Am Ende eines Jahres blicken wir zurück auf die vergangenen zwölf Monate. Verschiedene Ereignisse 2012 zeigten: Durch unsere Freiheit sind wir zum Handeln und zur Verantwortung gezwungen, die Sorge für uns selbst sollten wir darüber aber nicht vergessen.
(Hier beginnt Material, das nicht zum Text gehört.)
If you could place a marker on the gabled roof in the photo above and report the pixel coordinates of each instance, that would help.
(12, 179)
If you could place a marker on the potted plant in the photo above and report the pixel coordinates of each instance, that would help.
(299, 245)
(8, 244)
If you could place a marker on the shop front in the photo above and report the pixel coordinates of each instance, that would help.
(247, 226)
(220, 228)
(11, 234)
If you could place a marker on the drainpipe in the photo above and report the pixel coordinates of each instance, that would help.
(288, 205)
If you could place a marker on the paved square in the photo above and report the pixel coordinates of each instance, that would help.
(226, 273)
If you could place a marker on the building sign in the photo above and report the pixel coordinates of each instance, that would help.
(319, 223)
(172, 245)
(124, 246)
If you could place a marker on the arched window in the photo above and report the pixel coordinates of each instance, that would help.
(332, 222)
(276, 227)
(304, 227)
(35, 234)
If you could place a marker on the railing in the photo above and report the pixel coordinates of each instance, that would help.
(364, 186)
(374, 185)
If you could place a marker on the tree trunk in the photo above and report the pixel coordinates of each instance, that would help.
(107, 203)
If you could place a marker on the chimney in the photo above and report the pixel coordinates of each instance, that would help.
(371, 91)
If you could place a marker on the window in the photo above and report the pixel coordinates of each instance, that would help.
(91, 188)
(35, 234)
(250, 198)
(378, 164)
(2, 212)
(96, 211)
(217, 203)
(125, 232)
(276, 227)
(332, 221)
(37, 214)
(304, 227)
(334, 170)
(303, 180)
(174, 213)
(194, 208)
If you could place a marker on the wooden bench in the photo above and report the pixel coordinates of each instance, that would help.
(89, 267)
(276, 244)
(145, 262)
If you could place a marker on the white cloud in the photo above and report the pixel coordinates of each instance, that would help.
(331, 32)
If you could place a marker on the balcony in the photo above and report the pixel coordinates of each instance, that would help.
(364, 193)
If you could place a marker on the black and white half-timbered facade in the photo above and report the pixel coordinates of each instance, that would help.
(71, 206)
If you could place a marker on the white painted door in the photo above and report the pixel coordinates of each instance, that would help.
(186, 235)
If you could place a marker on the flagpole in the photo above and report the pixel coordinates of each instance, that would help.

Heute zieh’n sie vor dem inn’ren Auge nochmal vorbei: Die Bilder und Eindrücke des zu Ende gehenden Jahres. Der letzte Tag eines Jahres ist immer auch eine Zäsur. Das Gestern fließt einem feierlichen Finale entgegen, aus dem mit farbenfroher Pracht der Morgen einer neuen Zeit aufgeht. Das Jetzt und Hier erscheint uns heute aber nicht wirklich als Gegenwart. Wir schauen im Blick zurück auf unsere eigene Geschichte, eingewoben in die Zeitläufte der Familie, von Freunden und Bekannten, und vernetzt mit dem Geschehen in Politik, Wirtschaft und Kultur – hier und in aller Welt. Darüber wölbt sich das Universum wie ein unendlich weites Himmelszelt. In diesem Weltenraum und auf unserer Erde aber ist keiner eine Insel. Zugleich spüren wir, wie wir die Zeit verlier’n. „Alle Zeit ist Herrlichkeit“ sagt ein bedeutender Heiliger. Unwiederbringlich wertvoll; wie geborgen von und in aller Ewigkeit. Was zählt ist der Augenblick, die Gegenwart. Voll Leben, Leiden, Freiheit und Gestaltungskraft. Erfolge und Misserfolge, Aufstieg und Fall; auch 2012 war keine heile Welt. Für niemand. Doch ist diese Welt – allen astrologischen und esoterischen Szenarien zum Trotz – auch nicht untergegangen. Nicht einmal an der Börse, die zum guten Ende aufgrund staatlich verordneter Niedrigzinsen eine erneute Hausse feiern kann.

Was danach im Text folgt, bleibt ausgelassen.